The main objective of this study was to assess the potential of UAV-derived leaf phenological metrics for tracking the seasonal dynamics of sap flow (i.e., sap flow phenology) at the individual tree level across multiple species. To achieve this objective, we examined seasonal changes in crown colors using UAV imagery, in conjunction with stem sap flow measurements using the thermal dissipation method, for 17 deciduous broad-leaved species in cool temperate forests for two years (2019–2020). We also monitored crown leaf cover using ground-based visual observations to evaluate the contribution of changes in leaf amount to sap flow phenology. Additionally, because sap flow is sensitive to day-to-day fluctuations in environmental factors (unlike leaf phenology), we used a Bayesian model driven by phenological metrics and environmental factors to compare sap flow and leaf phenology directly.

2. Materials and Methods

2.1. Study Site and Samples

This study was conducted in a 1.5 ha permanent plot in a cool temperate forest on the eastern side of Mt. Sobatsubu in Shizuoka Prefecture, Japan (35°8′2.5″N, 138°2′43.1″E; 1400 m above sea level, Figure A1). The mean temperature and average annual precipitation for the study years (2019–2020) were 9.7 °C and 3262.5 mm, respectively (precipitation data were obtained from records at the Kawanehoncho meteorological station, provided by the Japan Meteorological Agency; http://www.jma.go.jp/jma/index.html, accessed on 31 March 2022). The plot comprised 43 tree species, including 1100 trees with a diameter at breast height greater than 5 cm. The canopy trees had an average height of approximately 18 m, a total basal area of 51.3 m2 ha−1, and a stand leaf area index of 4.1 m2 m−2. The study plot faced southeast and had moderate relief, with slopes most frequently between 10 and 30%. The canopy and sub-canopy layers (ca. > 15 m and 5–15 m, respectively) were predominated by Acer shirasawanum Koidz. (40.2% of the total basal area); other overstory tree species included Fagus crenata Blume (7.4%), Betula grossa Siebold & Zucc. (5.7%), Fraxinus spp. (5.6%), and Acer nipponicum H.Hara (4.5%). The understory vegetation (<5 m) was substantially less than that expected under normal conditions because of continuous excessive browsing by Sika deer since 2007 and mass flowering and die-off events of dwarf bamboo (Sasa borealis (Hack.) Makino & Shibata) in 2016. Although the study plot was surrounded by a fence in 2016, the vegetation had not recovered completely. Two canopy access towers, 15–20 m in height, were established in the plot (Figure A1), and standard micrometeorological conditions, such as radiation, temperature, humidity, and wind speed, were continuously monitored from April to December at the top of one of the two towers located in the southern part of the plot. Electric power for all types of sensors and dataloggers was provided by solar panels mounted on the south tower and the roof of a field accommodation adjacent to the plot.
During the two consecutive years (2019 and 2020), we chose 29 canopy trees belonging to 17 species (Table 1, Figure A1). Because the UAV approach is prone to be affected by below-crown vegetation, such as understory vegetation, sub-canopy trees, and branches of neighboring trees, we selected target trees with small below-crown vegetation as much as possible, especially for species showing later bud break. Additionally, to minimize errors in ground visual observation, we selected trees for which the entire crown was visible from the ground through gaps around the trees. We changed the sample trees by year, except for the four trees that were continually measured for two years, because suitable tree samples could not be found within 25 m (limit of cable length for sap flow measurement) from the solar panels. Consequently, we obtained data from 33 individuals in total.

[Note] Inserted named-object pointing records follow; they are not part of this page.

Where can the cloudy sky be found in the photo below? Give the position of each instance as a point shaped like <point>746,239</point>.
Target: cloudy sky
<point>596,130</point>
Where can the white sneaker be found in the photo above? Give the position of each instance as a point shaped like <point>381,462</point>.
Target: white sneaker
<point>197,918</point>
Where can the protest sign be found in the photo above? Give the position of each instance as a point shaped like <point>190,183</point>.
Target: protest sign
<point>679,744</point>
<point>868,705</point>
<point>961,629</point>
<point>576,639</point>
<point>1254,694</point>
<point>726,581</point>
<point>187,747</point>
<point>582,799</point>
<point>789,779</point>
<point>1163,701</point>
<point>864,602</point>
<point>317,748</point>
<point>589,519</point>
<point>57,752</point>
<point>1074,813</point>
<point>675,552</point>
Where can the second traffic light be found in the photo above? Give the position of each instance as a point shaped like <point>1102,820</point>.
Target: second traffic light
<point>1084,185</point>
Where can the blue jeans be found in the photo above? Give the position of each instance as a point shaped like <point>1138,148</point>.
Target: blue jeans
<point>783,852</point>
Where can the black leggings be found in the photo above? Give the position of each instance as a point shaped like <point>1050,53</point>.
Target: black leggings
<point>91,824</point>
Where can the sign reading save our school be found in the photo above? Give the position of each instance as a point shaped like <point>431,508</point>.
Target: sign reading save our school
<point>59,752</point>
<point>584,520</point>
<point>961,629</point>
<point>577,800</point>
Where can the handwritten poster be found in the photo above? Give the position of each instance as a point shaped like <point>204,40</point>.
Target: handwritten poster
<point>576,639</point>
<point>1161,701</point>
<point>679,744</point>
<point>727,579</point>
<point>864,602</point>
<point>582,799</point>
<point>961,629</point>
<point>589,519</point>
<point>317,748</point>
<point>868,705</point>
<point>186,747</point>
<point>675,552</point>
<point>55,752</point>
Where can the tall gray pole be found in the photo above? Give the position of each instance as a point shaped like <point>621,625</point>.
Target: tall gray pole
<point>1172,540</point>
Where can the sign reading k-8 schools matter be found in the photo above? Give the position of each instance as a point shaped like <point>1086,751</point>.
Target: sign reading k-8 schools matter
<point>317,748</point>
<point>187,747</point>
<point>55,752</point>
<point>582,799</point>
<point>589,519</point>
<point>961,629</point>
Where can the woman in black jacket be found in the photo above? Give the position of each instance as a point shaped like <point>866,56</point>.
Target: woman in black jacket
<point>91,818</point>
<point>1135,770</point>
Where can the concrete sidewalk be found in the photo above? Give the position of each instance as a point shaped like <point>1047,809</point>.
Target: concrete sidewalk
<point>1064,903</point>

2.2. Observation of Leaf Phenology

Leaf phenology of the sampled tree crown was monitored using ground-based visual observations and UAV observations conducted on the same day from late April to mid-November at a weekly to biweekly frequency, depending on weather conditions. Measurements were taken on 21 and 24 distinct occasions in 2019 and 2020, respectively (Table A1).
With respect to ground-based visual observation, the observer looked at the target crowns from various directions using binoculars and estimated the percentage of unfolded leaves and the mean leaf size as the percentage of mature leaf size. Photographs of the target crown were also taken on each occasion to check the accuracy of the mean leaf size derived from visual observations. Crown leaf cover (CLCground) was then calculated as a product of the percentages of unfolded leaves and leaf size, and the result was categorized into one of the seven classes as follows: 0%, 10% (1–19%), 30% (20–39%), 50% (40–59%), 70% (60–79%), 90% (80–99%), and 100% (Figure S3 in the supplementary materials of [28]). Ground observations were performed by the same person throughout the seasons to minimize any errors associated with different observers. Because changes in leaf color were not considered in the evaluation of CLCground, CLCground represents changes in the relative amount of leaf area. A preliminary experiment showed that CLCground was closely correlated with the effective plant area index derived from hemispherical photographs (Figure A2). Further details of ground-based visual observation are described in the paper by Budianti et al. [28].
For UAV observations, aerial photographs were taken using a commercial drone (DJI Phantom 4 pro, DJI-Innovations Inc., Shenzhen, China) equipped with an RGB camera (DJI FC6310) with an 8.8 mm nominal focal length and a 1” CMOS 20-megapixel sensor with 2.41 × 2.41 µm nominal pixel size. Prior to each UAV flight, the camera was configured for continuous shooting with the following settings: infinity focus, ISO 800, and exposure time of 1/1000 s. The photographs were stored in JPEG format with super-fine compression. Although a clear day was chosen to conduct UAV flights based on the weather forecast, weather conditions at the study site were generally unstable due to rapidly changing regional weather conditions (i.e., fog and cloud). Therefore, the UAV was manually operated to change flight plan flexibly according to the weather conditions. To ensure sufficient overlap of images to produce an orthophoto (80% longitudinal and 50% lateral overlap [33]), the UAV was operated at roughly 1.2 m s−1, with the camera taking images every 2 s, and at least five flights were conducted over the 1.5 ha plot (25 min per flight). The flight height was 35–45 m above the ground (i.e., 15–20 m above the crown surface of sample trees). To minimize the effect of variable illumination on the UAV image due to the solar incidence angle, the flights were conducted at midday (between 10:00 and 14:00) on most occasions, whereas variable illumination conditions during flight inevitably occurred on some occasions due to the unstable weather conditions at the study site (Table A1).
Each acquired image set was processed into a georeferenced orthophoto using the Context Capture software (Bentley Systems Inc., Exton, PA, USA). Although the entire image processing (i.e., bundle adjustment and reconstruction of three-dimensional model) was performed nearly automatically by the software [33], seven ground control points in the plot, determined using a global navigation satellite system with a precision of less than several centimeters (Figure A1), were included in the process to refine georeferencing. Additionally, to mitigate the negative effect of unsteady illumination conditions on orthophoto production, a color equalization algorithm was used in the software, which ensures consistent appearance of the acquired images even under largely different illumination conditions. Orthophotos were successfully produced at the centimeter resolution, except for three occasions in November 2019 when orthophotos could not be produced owing to mechanical trouble with the UAV camera (Table A1).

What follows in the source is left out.